Filmemacherin und Komplizin


Drei Filme in dreizehn Jahren - langsam und beharrlich hat sie eine eigene Handschrift entwickelt und gilt spätestens seit ihrer furiosen Vater-Tochter-Komödie Toni Erdmann (2016) als eine der aufregendsten und frischesten Stimmen des deutschen Films. Schon ihre Abschlussarbeit an der HFF München Der Wald vor lauter Bäumen, eine aufreibend präzise Studie des sozialen Fehlverhaltens einer überforderten Junglehrerin voller schmerzhaft eskalierender Alltagsituationen, hatte 2003 die Kritiker elektrisiert.

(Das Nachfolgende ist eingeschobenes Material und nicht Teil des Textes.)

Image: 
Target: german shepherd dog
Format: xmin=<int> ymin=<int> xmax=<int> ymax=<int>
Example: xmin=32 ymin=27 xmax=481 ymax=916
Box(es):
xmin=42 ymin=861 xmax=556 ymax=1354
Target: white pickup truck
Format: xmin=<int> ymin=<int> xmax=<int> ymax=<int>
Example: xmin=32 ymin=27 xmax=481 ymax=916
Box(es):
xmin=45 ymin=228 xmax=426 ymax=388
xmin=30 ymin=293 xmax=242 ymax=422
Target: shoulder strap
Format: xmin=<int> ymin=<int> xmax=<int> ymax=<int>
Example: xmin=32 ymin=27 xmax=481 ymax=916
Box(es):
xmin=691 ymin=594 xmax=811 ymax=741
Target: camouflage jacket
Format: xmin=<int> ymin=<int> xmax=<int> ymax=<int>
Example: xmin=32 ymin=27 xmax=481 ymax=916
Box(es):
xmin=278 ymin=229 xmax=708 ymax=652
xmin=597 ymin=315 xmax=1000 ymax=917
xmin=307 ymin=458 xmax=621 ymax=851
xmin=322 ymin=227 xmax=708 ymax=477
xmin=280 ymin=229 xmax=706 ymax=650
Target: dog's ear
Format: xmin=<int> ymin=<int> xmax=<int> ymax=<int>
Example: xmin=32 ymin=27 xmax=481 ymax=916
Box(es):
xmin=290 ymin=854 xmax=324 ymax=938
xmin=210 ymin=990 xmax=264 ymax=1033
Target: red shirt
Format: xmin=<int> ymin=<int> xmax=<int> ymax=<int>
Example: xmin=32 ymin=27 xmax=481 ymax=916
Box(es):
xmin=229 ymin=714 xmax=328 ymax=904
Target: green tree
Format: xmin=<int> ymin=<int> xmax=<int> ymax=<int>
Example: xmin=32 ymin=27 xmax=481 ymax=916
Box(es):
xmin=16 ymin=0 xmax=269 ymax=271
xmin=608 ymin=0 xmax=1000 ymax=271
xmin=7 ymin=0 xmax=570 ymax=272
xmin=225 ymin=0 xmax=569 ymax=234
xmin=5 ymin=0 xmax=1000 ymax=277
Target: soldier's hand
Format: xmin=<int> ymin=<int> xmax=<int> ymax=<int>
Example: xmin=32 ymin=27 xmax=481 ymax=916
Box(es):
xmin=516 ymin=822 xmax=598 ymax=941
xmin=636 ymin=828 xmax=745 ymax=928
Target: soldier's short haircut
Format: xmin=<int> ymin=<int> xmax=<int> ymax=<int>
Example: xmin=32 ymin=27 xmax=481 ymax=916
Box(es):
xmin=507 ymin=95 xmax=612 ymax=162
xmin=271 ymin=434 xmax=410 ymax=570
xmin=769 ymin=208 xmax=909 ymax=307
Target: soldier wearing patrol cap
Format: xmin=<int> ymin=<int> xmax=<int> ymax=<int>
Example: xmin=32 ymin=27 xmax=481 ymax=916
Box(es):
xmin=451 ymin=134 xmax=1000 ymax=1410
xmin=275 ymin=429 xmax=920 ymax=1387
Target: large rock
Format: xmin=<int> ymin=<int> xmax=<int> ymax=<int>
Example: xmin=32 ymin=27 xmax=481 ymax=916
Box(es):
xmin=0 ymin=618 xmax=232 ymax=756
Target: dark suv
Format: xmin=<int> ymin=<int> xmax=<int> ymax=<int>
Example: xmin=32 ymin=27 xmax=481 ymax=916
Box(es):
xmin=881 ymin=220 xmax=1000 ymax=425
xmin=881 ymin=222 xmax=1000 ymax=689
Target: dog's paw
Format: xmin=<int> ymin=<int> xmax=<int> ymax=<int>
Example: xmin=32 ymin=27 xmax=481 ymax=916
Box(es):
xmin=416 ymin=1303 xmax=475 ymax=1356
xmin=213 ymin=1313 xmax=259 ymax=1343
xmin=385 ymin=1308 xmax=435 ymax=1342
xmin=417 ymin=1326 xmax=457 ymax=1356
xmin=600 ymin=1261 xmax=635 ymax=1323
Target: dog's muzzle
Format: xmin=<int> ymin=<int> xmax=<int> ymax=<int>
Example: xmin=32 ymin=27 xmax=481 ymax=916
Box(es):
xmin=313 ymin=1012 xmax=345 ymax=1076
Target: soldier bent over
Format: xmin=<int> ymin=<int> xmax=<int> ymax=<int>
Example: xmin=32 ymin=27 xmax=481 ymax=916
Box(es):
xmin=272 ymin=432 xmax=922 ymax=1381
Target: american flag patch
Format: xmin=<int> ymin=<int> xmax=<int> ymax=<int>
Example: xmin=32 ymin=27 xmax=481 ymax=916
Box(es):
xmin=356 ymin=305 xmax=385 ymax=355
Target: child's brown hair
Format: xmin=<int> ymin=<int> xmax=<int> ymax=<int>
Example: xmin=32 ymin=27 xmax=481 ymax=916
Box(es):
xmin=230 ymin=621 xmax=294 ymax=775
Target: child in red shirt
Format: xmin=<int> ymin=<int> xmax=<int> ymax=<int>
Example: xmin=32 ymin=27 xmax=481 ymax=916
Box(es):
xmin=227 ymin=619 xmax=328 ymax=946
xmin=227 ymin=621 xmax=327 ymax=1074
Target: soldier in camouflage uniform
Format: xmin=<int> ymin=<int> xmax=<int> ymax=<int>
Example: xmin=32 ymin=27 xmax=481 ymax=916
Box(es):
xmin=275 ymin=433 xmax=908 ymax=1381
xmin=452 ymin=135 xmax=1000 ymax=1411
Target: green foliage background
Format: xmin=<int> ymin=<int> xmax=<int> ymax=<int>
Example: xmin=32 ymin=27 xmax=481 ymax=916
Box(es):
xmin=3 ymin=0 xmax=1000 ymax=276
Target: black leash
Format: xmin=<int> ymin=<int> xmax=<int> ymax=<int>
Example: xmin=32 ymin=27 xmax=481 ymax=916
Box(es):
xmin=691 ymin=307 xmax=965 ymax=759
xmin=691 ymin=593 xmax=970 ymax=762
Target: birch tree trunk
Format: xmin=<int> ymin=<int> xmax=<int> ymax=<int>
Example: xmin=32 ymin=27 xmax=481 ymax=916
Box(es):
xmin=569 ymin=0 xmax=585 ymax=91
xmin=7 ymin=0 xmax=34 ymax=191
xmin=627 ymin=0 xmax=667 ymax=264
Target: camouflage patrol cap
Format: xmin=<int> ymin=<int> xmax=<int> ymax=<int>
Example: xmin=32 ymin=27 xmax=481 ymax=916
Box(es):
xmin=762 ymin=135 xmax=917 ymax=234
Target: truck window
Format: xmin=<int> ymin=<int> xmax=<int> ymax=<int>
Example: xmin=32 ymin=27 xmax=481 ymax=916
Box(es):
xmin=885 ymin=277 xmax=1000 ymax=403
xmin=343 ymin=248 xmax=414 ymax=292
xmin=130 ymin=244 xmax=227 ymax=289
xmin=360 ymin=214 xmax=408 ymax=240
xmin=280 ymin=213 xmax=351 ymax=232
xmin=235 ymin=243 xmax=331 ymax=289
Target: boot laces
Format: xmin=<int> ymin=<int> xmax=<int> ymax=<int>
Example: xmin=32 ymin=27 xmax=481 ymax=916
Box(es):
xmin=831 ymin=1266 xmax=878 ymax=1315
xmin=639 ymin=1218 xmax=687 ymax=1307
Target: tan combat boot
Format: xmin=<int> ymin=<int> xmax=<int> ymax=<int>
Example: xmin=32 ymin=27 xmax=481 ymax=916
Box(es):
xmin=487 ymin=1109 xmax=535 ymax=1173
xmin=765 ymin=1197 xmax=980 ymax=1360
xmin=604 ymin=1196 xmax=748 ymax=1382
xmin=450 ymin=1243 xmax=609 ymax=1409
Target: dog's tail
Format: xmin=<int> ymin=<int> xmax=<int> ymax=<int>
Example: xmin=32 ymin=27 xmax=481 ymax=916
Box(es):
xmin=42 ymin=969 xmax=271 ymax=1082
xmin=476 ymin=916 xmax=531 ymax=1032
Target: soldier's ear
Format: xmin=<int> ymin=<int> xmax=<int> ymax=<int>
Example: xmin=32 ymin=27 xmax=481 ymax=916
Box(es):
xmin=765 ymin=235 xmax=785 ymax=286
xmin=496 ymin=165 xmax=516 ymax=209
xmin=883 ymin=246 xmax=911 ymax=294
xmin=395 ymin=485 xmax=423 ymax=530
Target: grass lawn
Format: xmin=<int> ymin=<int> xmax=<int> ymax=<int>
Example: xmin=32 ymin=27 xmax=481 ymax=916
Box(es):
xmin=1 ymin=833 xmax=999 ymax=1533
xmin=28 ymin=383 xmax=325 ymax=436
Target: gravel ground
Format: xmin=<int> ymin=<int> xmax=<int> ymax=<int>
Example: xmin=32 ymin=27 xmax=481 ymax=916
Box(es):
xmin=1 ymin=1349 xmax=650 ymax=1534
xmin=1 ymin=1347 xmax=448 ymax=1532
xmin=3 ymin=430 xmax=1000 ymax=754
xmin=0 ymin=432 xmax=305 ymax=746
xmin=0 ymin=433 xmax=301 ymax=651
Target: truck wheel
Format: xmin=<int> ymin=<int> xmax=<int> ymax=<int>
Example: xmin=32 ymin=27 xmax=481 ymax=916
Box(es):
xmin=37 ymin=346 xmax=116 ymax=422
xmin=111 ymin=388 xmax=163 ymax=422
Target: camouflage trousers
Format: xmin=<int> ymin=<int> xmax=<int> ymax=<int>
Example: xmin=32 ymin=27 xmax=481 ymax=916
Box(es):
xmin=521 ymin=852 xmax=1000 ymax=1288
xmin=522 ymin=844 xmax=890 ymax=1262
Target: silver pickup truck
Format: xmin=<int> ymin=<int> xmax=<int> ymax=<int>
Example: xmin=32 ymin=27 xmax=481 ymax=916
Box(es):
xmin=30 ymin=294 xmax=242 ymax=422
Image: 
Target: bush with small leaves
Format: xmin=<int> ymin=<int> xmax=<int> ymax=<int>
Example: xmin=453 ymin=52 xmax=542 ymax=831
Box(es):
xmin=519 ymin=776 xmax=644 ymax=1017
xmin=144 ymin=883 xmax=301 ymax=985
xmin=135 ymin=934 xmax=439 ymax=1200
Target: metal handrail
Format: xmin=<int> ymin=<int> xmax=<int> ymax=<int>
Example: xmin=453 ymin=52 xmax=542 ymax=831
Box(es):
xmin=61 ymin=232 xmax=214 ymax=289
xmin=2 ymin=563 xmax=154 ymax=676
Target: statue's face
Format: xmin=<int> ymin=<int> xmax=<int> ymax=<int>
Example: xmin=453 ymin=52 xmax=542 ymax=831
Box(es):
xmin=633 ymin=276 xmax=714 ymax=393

Mit dem subtilen wie schonungslosen Beziehungsdrama Alle anderen kam 2009 auf der Berlinale der Durchbruch. Maren Ade nimmt sich Zeit für ihre Filme, so viel Zeit, dass sie wie Solitäre anmuten, funkelnde kleine Meisterwerke, die mit ganz eigenem, absurdem Humor Zwischenmenschliches ausloten. Die Zeit dazwischen füllt sie mit Werken anderer. Als Mitbegründerin der Produktionsfirma Komplizen Film beweist sie zusammen mit ihren Kollegen ein feines Gespür für herausragendes europäisches und südamerikanisches Autorenkino und half Werken von Ulrich Köhler (Schlafkrankheit), Sonja Heiss (Hedi Schneider steckt fest), Miguel Gomes (Tabu, As Mil e Uma Noites) oder Radu Jude (Scarred Hearts) auf den Weg. Das Stadtkino Basel feiert Maren Ade als Filmemacherin und Produzentin und lädt zur ersten grossen Werkschau der Komplizen.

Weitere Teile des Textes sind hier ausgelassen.